Why I Like Baking (Writing Parallels)

I have not particularly been brought up in the kitchen peaking over someone's shoulder but I have found an appreciation for baking in the last handful of years. My grandmother has always been so good at baking and she always bakes something whenever we visit and there is something lovely about being greeted with something home-baked. I have never quite been able to explain why I enjoyed it so much.
My colleagues at my office jobs have affectionately proclaimed that I was their favourite student worker ever because I often would bring various cookies along with me when I showed up. It became a bit of a tradition and it was such a nice thing to be able to bring joy to people with something so relatively simple - and even something that I find rather soothing to make.

A couple of days ago, I had been eyeing the ever-ripening bananas that never seemed to get eaten. A thought struck me to make a banana bread to use them before they would just go into the trash uneaten. I had to improvise a bit with the lack of eggs in the house but I ended up with a delicious vegan banana bread that my family and I have been munching on for a couple of days. I looked at it this morning and a thought struck me. I had never quite been able to explain or capsulate why I found the process of baking rewarding and soothing but I think I might have cracked it now. It's a very personal reason and it might only be applicable to me. I know a lot of people can find it stressful to make stuff in the kitchen and I do also relate to that at times, more so with cooking than baking. But most times, I just feel at peace and proud when I'm done baking something. 


I think I like baking because it's like writing. Okay, I do realise that sentence sound a little weird but let me walk you through it. You start with ingredients, you follow a set of rules, usually leaning on a recipe but with experience you also learn to trust your gut and eye measure and when the process is finished, you have something to enjoy yourself and share with people that will hopefully bring them joy. Ingredients are your characters and your universe, the rules of mixing (such as wet ingredients first and then dry) act like your plot moving the process along, you write within a genre or possibly apply tropes, thus following a recipe of sorts and with more and more experience you get better and better to create something. In the end, you have your creation that you can enjoy and you can share it.

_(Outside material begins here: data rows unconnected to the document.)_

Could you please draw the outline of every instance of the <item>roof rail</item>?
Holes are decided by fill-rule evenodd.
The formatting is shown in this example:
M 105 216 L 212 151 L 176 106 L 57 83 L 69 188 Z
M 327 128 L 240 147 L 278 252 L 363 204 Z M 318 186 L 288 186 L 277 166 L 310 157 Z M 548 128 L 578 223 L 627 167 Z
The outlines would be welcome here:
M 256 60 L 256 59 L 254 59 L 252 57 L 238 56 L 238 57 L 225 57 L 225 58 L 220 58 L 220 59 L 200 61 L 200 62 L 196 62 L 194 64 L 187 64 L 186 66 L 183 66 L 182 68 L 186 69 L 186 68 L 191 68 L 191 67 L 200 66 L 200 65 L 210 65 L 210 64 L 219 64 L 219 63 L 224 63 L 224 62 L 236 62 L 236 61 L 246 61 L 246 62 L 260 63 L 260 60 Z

The type of baking I make usually result in one single thing (or many of the same thing if you're making cookies). It's mixing everything together and at most creating some glazing after the cake/cookies are done but always at a leisurely pace. It's a rewarding process to see everything come together and harmonise. It is a rather quick form of gratification. I'll spent a couple of hours in the kitchen, and often less than one hour. It's a nice little break away from sitting at screens and I get to use my hands.

I had a mission to bake a whole lot of stuff in December but unfortunately that fell flat in the midst of exam, post-exam exhaustion and a lot of dog time. I don't regret it but I did make one very nice thing on Christmas Eve Eve. I had gotten a recipe from an online friend from USA (her great-grandmother's recipe) and I tried them out. We have had old cookie cutters in our messy kitchen drawer with all the miscellaneous items for so long but it had been ages since I had tried them out. I honestly felt a bit like a kid again with giddiness rolling out the dough and pressing shapes into it. It was fun and cool to take just a handful of ingredients though the journey to become star-shaped (and others shapes like hearts, pigs and people) and delicious.


Some days, those attempts at new and unfamiliar creations fail and fall through but I have found that if I take the time not to stress and just enjoy the process then it usually turns out to be a success. I have handled different types of dough a moderate amount of times by now and I can usually feel out or even the ingredients a little if necessary. My biggest flaw still rests in mismatching the time in the oven, where I'll either pull something out too early in eagerness or have a lack of correlation between the outer and inner part of the cake. It might have something to do with the fact that by then the process is almost done and the work left to be done isn't something I can personally do or control. I just have to wait and check but as always rushing it doesn't do it any good.

I went through my phone in an attempt to find photos of my different baked goods and I found it the photographic evidence appallingly lacking. At first, I was a little annoyed because I wanted to show off my various of creations but then I reflected that it might be a good thing. I get too caught up in making or consuming the goods to think about photographing them. Photos are nice momentums to look back on but it's probably good I don't have that many as one of the reasons I enjoy baking is the distraction from my screens. Whenever, I've tried to record step-by-step with the mind of potentially making a recipe post it has always worsened the experience a little. It takes me out of the moment of working with my hands and just focusing on how the ingredients are coming together. 

Baking is good. Writing is good. They are both things that I enjoy immensely. They share a number of parallels that I never really considered before today. Maybe it just means that I like the process of creating something. I enjoy the process of being creative and I often thrive when I can shut of the rest of the world and just work on something with all of my focus. Whenever I'm writing and hammering away at the keys, my ears will not even registering the music I play in the background and I'm lost to the world and I hate being torn away while I'm in the flow. Whenever I'm baking, I'm pottering around, usually singing along to music and forgetting about all the stuff and things on my To-Do List at least for a moment. At the end of both processes, I have something I will enjoy, as I usually allow my own taste to dictate what I want to write or bake, but if I'm lucky someone else will enjoy it too.